Teaching Assistant, Physics 43 (Spring 2018)

Undergraduate course, Stanford University, Department of Physics, 2018

Teaching assistant for Physics 43 (introductory electricity & magnetism for all non-physics STEM undergraduates at Stanford) in the 2018 Spring quarter (April - June). I led two weekly discussion sections (~20 students each), and held weekly office and tutoring hours.

Teaching Assistant, Physics 67 (Spring 2022)

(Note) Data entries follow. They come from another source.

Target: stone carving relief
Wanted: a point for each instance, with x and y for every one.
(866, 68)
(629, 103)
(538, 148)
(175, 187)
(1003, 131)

Undergraduate course, Stanford University, Department of Physics, 2022

Teaching assistant for Physics 67, Introduction to Laboratory Physics with a focus on statistical data analysis, in the 2022 Spring quarter (April - June). This course is intended to teach practical data analysis skills, and all work is performed in Jupyter notebooks (see course website here). I led two weekly discussion sections (~20 students each) and held weekly office hours.

Teaching Assistant, Physics 22 (Autumn 2022)

Undergraduate course, Stanford University, Department of Physics, 2022

Teaching assistant for Physics 22, Mechanics, Fluids, and Heat Laboratory for non-physics majors, in the 2022 Autumn quarter (August - December). I led two weekly discussion sections (~20 students each) and held weekly tutoring hours.